Mock Trial and the Wrap Up


Clarion photo Provided by Natalie Wight

Mock Trial: Gold and Green teams.

By Jennifer Singh, Reporter

Cleveland’s Mock Trial finished their season on Saturday, March 4 with their annual regional competition. They had the opportunity to showcase their skills in the courtroom to all the other schools involved.

Mock Trial is a team of students who prepare legal arguments for a state-provided case and compete against other teams for sport. Each student plays the role of an attorney or a witness in the trial. Cleveland’s team in particular prepares for both the prosecution and defense sides of a case, which in turn advances students’ legal knowledge.

At regionals, only the top four teams were qualified to compete at state. St. Mary’s, Grant, Lincoln, and Riverdale were those top four teams. Cleveland unfortunately did not make top four; however, the team was still satisfied with their overall execution.

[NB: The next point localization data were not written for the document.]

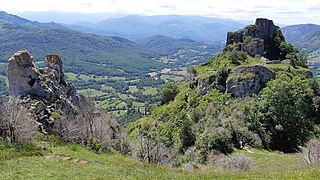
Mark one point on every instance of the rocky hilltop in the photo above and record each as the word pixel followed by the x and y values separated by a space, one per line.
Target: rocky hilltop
pixel 251 57
pixel 256 40
pixel 45 91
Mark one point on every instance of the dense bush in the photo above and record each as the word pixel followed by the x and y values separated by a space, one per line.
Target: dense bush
pixel 239 162
pixel 168 93
pixel 16 124
pixel 311 153
pixel 284 113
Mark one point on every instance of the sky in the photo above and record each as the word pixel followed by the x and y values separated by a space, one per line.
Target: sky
pixel 281 11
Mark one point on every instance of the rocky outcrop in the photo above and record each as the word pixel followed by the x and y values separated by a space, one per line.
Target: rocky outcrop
pixel 248 80
pixel 256 40
pixel 44 90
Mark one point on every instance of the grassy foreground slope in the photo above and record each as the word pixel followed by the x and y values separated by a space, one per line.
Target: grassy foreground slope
pixel 60 161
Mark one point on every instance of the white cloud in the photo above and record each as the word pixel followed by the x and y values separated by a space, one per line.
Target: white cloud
pixel 281 11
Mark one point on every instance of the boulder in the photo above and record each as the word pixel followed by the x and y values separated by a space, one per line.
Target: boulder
pixel 248 80
pixel 257 39
pixel 45 90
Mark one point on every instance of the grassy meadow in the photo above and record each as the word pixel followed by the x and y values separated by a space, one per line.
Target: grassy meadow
pixel 52 160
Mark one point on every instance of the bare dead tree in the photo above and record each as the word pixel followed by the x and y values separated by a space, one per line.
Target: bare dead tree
pixel 89 123
pixel 16 123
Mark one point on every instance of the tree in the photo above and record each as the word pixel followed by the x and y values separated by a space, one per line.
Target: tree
pixel 283 114
pixel 168 93
pixel 90 124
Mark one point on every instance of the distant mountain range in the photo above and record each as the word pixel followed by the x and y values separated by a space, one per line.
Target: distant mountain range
pixel 82 53
pixel 137 27
pixel 96 54
pixel 303 36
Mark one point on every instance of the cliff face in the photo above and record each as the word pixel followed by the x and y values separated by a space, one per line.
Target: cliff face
pixel 44 90
pixel 256 40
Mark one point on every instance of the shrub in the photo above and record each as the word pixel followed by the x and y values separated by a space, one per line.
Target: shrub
pixel 168 93
pixel 311 153
pixel 239 162
pixel 16 124
pixel 237 57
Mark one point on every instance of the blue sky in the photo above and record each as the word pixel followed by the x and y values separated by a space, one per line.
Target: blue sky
pixel 281 11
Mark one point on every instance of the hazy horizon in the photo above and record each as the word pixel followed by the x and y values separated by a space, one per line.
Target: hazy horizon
pixel 285 12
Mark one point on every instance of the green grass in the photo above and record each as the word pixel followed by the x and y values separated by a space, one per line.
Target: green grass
pixel 138 104
pixel 107 88
pixel 126 96
pixel 46 160
pixel 133 88
pixel 90 92
pixel 149 90
pixel 5 78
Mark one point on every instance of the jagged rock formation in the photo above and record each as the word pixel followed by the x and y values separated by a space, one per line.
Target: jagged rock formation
pixel 256 40
pixel 44 90
pixel 245 81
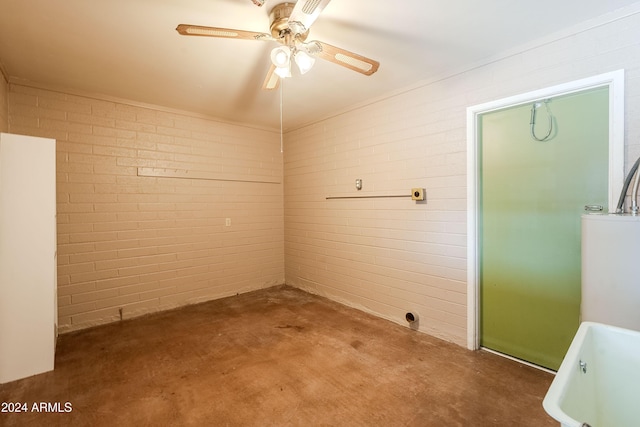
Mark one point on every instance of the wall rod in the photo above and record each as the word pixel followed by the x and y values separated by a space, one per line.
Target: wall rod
pixel 367 197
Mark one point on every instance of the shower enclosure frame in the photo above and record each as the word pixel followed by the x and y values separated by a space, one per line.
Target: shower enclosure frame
pixel 615 82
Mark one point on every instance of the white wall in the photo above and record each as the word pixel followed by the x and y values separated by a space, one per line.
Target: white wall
pixel 4 115
pixel 389 256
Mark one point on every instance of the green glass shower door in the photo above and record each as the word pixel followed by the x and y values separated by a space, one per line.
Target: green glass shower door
pixel 532 195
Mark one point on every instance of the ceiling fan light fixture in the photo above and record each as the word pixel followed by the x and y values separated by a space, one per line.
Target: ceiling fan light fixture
pixel 304 61
pixel 283 72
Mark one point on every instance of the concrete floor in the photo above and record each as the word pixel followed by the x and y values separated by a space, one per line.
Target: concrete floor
pixel 275 357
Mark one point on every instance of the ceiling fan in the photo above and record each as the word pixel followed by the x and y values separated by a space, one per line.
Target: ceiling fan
pixel 289 25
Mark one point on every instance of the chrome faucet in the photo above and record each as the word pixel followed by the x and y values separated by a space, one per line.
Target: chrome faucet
pixel 634 192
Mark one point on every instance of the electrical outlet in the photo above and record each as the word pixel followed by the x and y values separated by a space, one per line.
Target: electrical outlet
pixel 417 193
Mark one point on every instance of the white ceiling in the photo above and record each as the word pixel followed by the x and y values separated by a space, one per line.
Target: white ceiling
pixel 129 49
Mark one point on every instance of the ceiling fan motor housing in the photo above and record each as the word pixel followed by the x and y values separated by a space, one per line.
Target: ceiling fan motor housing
pixel 279 19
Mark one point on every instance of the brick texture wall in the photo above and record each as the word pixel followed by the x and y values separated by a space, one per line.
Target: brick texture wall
pixel 390 256
pixel 131 244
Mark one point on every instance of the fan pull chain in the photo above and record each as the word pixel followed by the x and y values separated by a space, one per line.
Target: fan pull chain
pixel 281 136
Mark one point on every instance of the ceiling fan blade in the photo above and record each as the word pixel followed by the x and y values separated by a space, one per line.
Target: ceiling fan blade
pixel 351 60
pixel 228 33
pixel 304 13
pixel 271 81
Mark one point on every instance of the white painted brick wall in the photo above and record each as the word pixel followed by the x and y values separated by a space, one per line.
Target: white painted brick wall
pixel 390 256
pixel 143 244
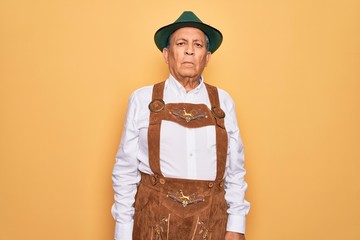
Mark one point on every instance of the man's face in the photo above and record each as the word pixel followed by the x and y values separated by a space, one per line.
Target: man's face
pixel 187 55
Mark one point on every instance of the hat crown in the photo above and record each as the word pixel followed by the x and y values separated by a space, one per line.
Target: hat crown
pixel 188 16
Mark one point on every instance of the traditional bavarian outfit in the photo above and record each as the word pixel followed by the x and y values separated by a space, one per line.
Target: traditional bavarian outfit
pixel 182 209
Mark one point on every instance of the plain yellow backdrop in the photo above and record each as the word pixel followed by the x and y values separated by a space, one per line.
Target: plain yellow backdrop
pixel 67 68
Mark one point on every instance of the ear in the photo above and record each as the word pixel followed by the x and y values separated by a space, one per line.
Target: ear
pixel 208 56
pixel 166 55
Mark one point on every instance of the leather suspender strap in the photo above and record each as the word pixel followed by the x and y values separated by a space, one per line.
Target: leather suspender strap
pixel 156 115
pixel 221 134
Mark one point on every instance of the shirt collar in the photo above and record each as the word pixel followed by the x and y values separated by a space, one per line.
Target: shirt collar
pixel 176 85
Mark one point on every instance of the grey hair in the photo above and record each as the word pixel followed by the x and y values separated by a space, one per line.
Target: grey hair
pixel 207 42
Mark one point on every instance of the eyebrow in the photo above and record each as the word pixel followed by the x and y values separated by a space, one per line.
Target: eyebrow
pixel 183 39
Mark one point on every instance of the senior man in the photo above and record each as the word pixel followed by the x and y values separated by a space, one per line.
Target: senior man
pixel 179 171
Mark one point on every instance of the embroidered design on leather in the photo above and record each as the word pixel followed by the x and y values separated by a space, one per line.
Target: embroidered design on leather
pixel 203 232
pixel 188 116
pixel 161 230
pixel 185 200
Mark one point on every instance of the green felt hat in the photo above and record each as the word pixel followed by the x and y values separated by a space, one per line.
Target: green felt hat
pixel 188 19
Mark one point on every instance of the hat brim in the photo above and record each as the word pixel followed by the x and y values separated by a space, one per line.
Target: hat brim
pixel 162 35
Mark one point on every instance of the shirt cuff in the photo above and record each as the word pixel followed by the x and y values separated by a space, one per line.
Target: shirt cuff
pixel 236 223
pixel 123 231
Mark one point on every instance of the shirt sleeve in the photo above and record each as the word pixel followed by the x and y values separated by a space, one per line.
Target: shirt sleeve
pixel 125 174
pixel 235 185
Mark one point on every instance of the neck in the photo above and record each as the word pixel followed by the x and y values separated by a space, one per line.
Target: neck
pixel 189 83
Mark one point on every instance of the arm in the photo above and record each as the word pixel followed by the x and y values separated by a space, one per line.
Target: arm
pixel 235 185
pixel 126 175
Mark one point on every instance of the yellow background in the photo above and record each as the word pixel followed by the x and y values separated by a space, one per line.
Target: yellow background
pixel 67 68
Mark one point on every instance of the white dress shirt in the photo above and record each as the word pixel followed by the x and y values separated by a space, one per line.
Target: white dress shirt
pixel 184 153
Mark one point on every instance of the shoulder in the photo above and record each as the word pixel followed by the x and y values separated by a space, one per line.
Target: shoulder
pixel 225 99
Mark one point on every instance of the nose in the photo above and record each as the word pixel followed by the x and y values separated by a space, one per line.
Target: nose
pixel 189 50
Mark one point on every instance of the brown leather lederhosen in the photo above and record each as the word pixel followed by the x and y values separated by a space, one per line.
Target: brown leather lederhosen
pixel 182 209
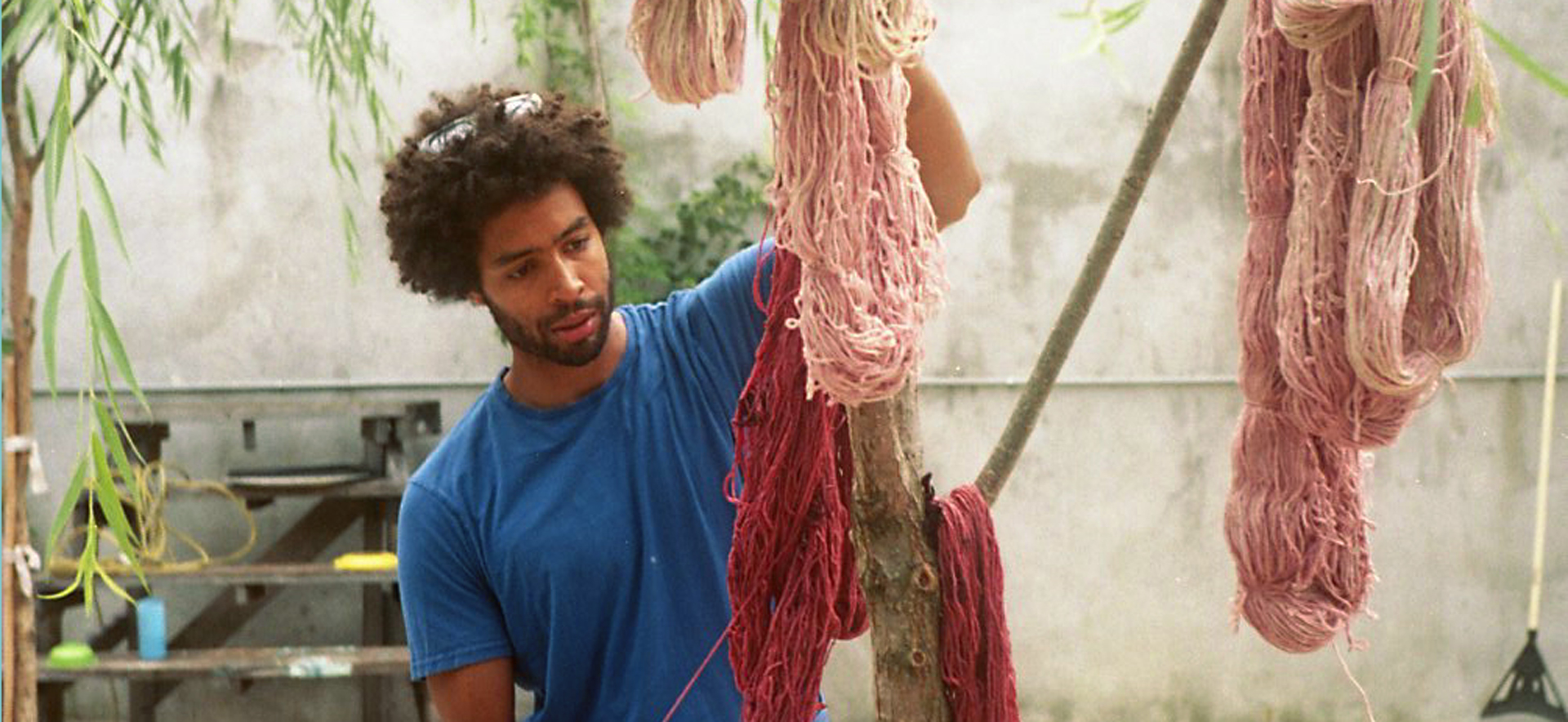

Cleveland students Taylor Lewis, Ally Grimaldi, Peter Fink, Casey Tran, and Gwen Kaliszewski were even voted as best mock participants.  

“We had a great team this year with enough participation to bring two teams to the regionals [the CHS Gold and CHS Green teams],” Mock Trial coach and Cleveland alumnus Natalie Wight explained. “With 11 seniors graduating last year and only three seniors on the team, we knew it would be a building year.”

Cleveland has been preparing and working hard since the beginning of the school year. Alongside weekly meetings, this preparation includes participation in what team members call a “mini mock,” an unscored practice case against rival schools. This was scheduled to occur on Dec. 9, but was cancelled due to snow implications. Cleveland coaches Wight and Casey Nokes privately organized a session for Cleveland and two other teams to carry out the case, so not all was lost.

For regionals, Cleveland’s Mock Trial team got a hold on their case following mini mock, where the team began figuring out roles. These parts included the students who would be making opening and closing statements, as well as mockers who would be cross examining and direct examining witnesses. The team spent time creating, revising, and memorizing their arguments and practiced consistently to make their prosecution and defense cases clear and convincing.

Cleveland competed in two teams, the CHS Gold team and the CHS Green team. The gold team consisted of seniors and students that had been on the team for longer periods of time, while the green team was made up of newer and younger competitors. Even though the Cleveland team was split into two, there was still the connection throughout the entire group.

At regionals, “everyone really worked as a team,” junior Camila Mejia explained. “There’s different parts, and there’s people who are lawyers and witnesses. We all kind of made sure each separate part came together and had a common theme, and that really helped us really well.”

At the beginning of the year, the teams worked together to work on cases, but from then on, the teams remained separate to maintain focus on their specific cases and roles. They still kept in contact as a group, but the split teams made for better concentration on what students were assigned to.

Students in Mock Trial were extremely satisfied on how this year turned out. The students loved every aspect of the trials and the cases. “I really like when the other team objects to you because you really have to think on your feet and just figure it out right then and there, and it feels so good, especially when you say the right thing and then they don’t know what to say,” said sophomore Stella Robertson.

Even the coaches were proud to say that this year students were not afraid to put in work. “My husband, Casey Nokes, and I love coaching the team, and are always amazed at the time and dedication that the students give for this after school [and weekend] club team,” Wight explained. She is even already enthusiastic about how next year will turn out stating that “Next year we have an amazing team. We expect strong leadership from next year’s seniors Ariel Harmon, Grace Oh, Camila Mejia, and Emily Swinth. And we had eight standout newcomers this year, including Lauren ‘the powerhouse’ Woodhouse. We are all hoping to advance to the state tournament next year!”

This team had a prodigious season where all students felt eager to stand their ground in the court. Natalie Wight along with all of the participants this year believe that Mock Trial can only improve and become stronger from here.